Icelandic multi-instrumentalist Ólafur Arnalds released Re:member in late summer to critical acclaim, an album artfully blending electronica, classical, and ambient sounds into a lovely warm nourishing goo. How does said album, full of technical intricacies and woven textures, translate to a live experience? On the basis of a live show on Halloween night at the London Palladium: incredibly well indeed.

Arnalds was joined on-stage by a live string quartet and drummer Manu Delago (who also played as support act prior to the main show) - and, get this - two self-playing pianos that work via algorithms triggered by the main piano played by the young composer. This ground-breaking technology is known as ‘Stratus technology’ and was developed by Arnalds himself.

It’s something that in the wrong hands could prove gimmicky, but in the way its executed on the album and in a live setting it is anything but.

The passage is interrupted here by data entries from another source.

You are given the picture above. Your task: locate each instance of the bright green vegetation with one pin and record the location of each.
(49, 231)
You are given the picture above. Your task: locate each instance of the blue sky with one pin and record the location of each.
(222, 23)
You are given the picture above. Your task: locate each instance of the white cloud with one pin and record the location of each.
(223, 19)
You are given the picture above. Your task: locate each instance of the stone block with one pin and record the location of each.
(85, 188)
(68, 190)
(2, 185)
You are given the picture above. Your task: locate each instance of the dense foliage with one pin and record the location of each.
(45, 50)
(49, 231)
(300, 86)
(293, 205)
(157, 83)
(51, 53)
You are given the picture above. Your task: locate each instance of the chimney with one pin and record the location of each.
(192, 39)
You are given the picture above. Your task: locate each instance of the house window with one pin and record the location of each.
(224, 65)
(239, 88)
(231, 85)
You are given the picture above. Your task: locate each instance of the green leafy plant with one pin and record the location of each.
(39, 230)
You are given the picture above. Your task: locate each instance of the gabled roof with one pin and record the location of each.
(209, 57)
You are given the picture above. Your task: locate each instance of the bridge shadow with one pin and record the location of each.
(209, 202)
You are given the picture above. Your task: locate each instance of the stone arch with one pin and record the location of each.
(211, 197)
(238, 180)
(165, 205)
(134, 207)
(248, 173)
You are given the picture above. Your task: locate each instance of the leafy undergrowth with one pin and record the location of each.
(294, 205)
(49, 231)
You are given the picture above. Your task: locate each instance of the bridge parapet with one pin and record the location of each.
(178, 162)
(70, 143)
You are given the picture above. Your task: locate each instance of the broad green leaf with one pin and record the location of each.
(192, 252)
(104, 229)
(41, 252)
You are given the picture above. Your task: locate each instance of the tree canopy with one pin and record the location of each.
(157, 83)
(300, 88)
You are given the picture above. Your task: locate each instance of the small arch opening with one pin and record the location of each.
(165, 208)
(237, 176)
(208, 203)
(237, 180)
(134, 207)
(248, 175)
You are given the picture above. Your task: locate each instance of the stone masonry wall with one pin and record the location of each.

On a good number of tracks the extra pianos don’t even feature, allowing a broad-range of soundscapes and ideas to emerge from the evening. “Each time they (the pianos) are played is a little different, making every performance unique” Arnalds has said, and the feel of the evening was very much a ‘live’ and organic experience.

Most Re:member tracks feature, and there’s even an audience participation moment with Arnalds recording the crowd harmonising an “aaaaaah” and then using this sound to build a track. He’s mild-mannered on stage and instantly likeable, full of wry throwaway lines and gentle humour. All tracks excel live; from the beat-less gorgeous ambience of ‘brot’ to the more frenetic ‘udir’; shout-out to the lighting design also, really adding to the spectacle and drama when it was needed. An emotive encore of ‘Lag Fyrir Ömmu (Song For Grandma)’ capped off a very fine evening.

A considered, controlled element remained a through-line throughout, while being anything but mechanical or staid. It was a performance full of beauty and joy, an artist at the top of their game if we’re being honest.